Are Blossoms Stockport’s answer to The Beatles? Well, there aren’t thousands of screaming girls chasing after their cars, but the pride that the town has for the band is palpable.
Following the release of Foolish Loving Spaces two weeks before, Blossoms are playing two ‘Album Launch Party’ shows at their hometown of Stockport’s iconic Plaza. The Art Deco building stands tall in the town square and is illuminated with strip lights along its axis at night, a beacon among grey concrete. The Plaza signifies your arrival into Stockport as you pull through to the train station on the elevated viaduct. If you’re coming by car you’ll notice the road signs: ‘Welcome to Stockport, Home of Blossoms.’
The crowd piling into the theatre are of all ages; families, children, and groups of young friends. We are ushered in by cheery Plaza volunteers who happily direct us to our seats. It could just as easily be a pantomime matinee. The decor is just on the right side of outdated to be trendy and the thick carpet sinks deeply with every footstep. In one of the venue’s bars, an exhibition of photos of the band and album artwork are on display. Audience members can also purchase ‘Blossoms Meat and Potato Pies’ at the kiosk.
Before the band takes the stage, a short film of clips from their tour and the recording studio is played. A narrator explains each song as film of band members at the piano or on the street of New York flickers. After this, comedian Lloyd Griffith does a quick, chatty set, cementing the variety performance vibe of the evening.
When Blossoms take to the stage there is raucous applause. After representing Stockport across the world, it’s clear that locals are excited to welcome their boys home. Whether they know any of the words to the new songs or have even purchased the album is irrelevant; like football fans, they are there to show their support.
Blossoms put on a faultless show, with two extra percussionists and four backing singers adding to the mix. They effortlessly reel through the ten tracks from Foolish Loving Spaces dialling up the energy for singles “The Keeper”, “If You Think This Is Real Life” and “Your Girlfriend”.
For album track “My Vacant Days”, the stage clears, with only lead singer Tom Ogden and his acoustic guitar remaining.

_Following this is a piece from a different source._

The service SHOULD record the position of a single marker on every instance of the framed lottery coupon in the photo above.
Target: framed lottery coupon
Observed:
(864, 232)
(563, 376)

Ogden earlier explained, via his short film, that the song is about the days between touring and recording that seem a bit empty. The dreamy melody and chord progression make for an emotional recital.
For their encore, the band returns with epic crowd-pleasers “There’s A Reason Why”, “At Most A Kiss” and “Charlemagne”, ensuring nobody is left in their seat. By album three, with huge venues and festivals under their belts, would other bands still be playing local shows of this nature? It seems that whatever the future holds for Blossoms, their loyalty to their hometown will ensure that they will always be the pride of Stockport.